ÇAĞDAŞ HURAFELER ÇÖPLÜĞÜNÜN DAYANILMAZ CÂZİBESİ
Özetle, Müslüman toplumların hayatını bu pagan çağdaş hurafeler yönlendiriyor, zihinlerini, dünyaya ve hatta İslâm'a bakışlarını bile ruhsuz ilerleme ve teknoloji kutsayıcılığı, tüketim köleliği, hız, haz ve arzular tuzağı gibi çağdaş hurafeler çöplüğü şekillendiriyor.
Postmodern popüler kültür, bütün dünyayı olduğu gibi, İslâm dünyasını da kıskacına alıyor, ayartıyor, paganlaştırarak kölesi yapmayı başarıyor!
Sürgit paganlaşan bir dünyada Müslüman toplumlar da ürpertici şekillerde paganlaşıyor; her tür siyasa'ya ve her tür piyasa'ya yeniliyor.
Meselenin en ürpertici yanı aslında bundan sonra devreye giriyor: Müslüman toplumlara Müslüman olma coşkusunu, neşvesini, ruhunu yitirten bütün bu ölümcül ayartılardan, sefih sekülerleşme biçimlerinden Müslümanlar şikâyet etmiyorlar, hiç bir şey olmuyormuş gibi, sanki ruhları delik deşik olmuyormuş gibi, sanki Müslüman olma coşkusunu yitirmiyorlarmış gibi güle oynaya “yuvarlanıp” gidiyorlar:
Öyle ki, postmodern, seküler, pagan hayat o kadar ayartıcı bir şekilde ağlarına alarak Müslüman toplumların da ruhunu ve coşkusunu buharlaştırıyor ki, Müslüman toplumlar, yaşadıkları bu ontolojik felâketi göremiyorlar bile!
“İslâm dünyası”, İslâm'ın şekillendirdiği bir dünya olmadığı için, “İslâm dünyası” diye bir “yer”den sözetmek abesle iştigal etmek demektir.
ÜMMÎLEŞME'DEN ASLÂ!
Müslüman toplumlar, dünyevî hesap-kitap yapmak yerine, eğer, muhasebe yapabilme melekelerini keşfedebilirlerse, bu durumun sadece Müslümanların değil, insanlığın felâketi olduğunu görebilirler. Böylesi bir “göz”, bütün insanlığın yükünü omuzlarında hissetme basîreti, feraseti ve yükümlülüğü sadece Müslümanlarda var şu çivisi çıkmış dünyada!
Peki, bu “göz”, bu feraset ve basiret ne, öyleyse?

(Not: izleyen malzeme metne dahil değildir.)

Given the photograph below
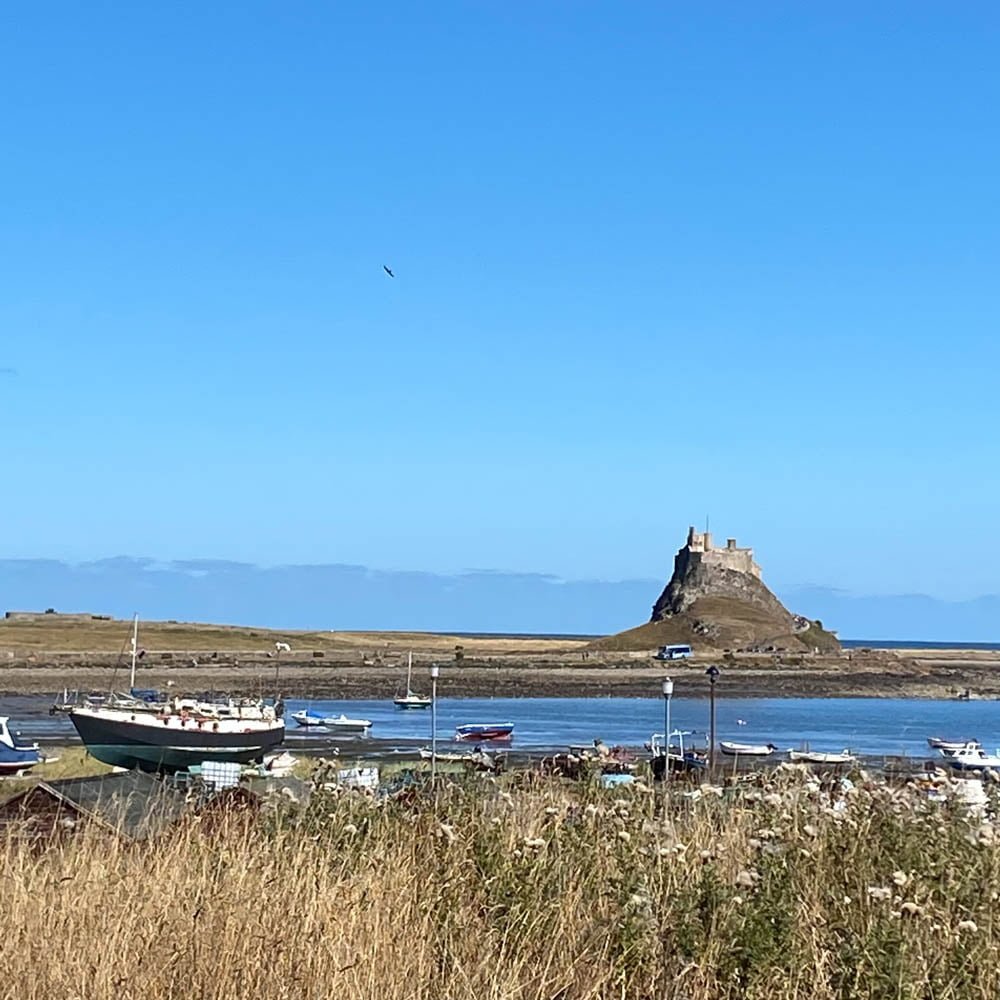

Tek kelimeyle: Ümmîleşebilme melekesi!
Şunu iyi bilelim: Ümmîleşebilme özelliği, hassa'sı, hassasiyeti yalnızca Müslümanlarda var ama -elbette ki- gizil, potansiyel, bilkuvve güç olarak!
Peki, ümmîleşmek, ne demek ve nasıl ümmîleşeceğiz?
Özlü bir şekilde tarif etmem gerekirse, ümmîleşmek, çağı tanıyarak, çağı tanımadığımızı ilan etmek, demek!
Bakara 143. âyette beyan ve tarif edildiği üzere “vasat ümmet” olmak yani.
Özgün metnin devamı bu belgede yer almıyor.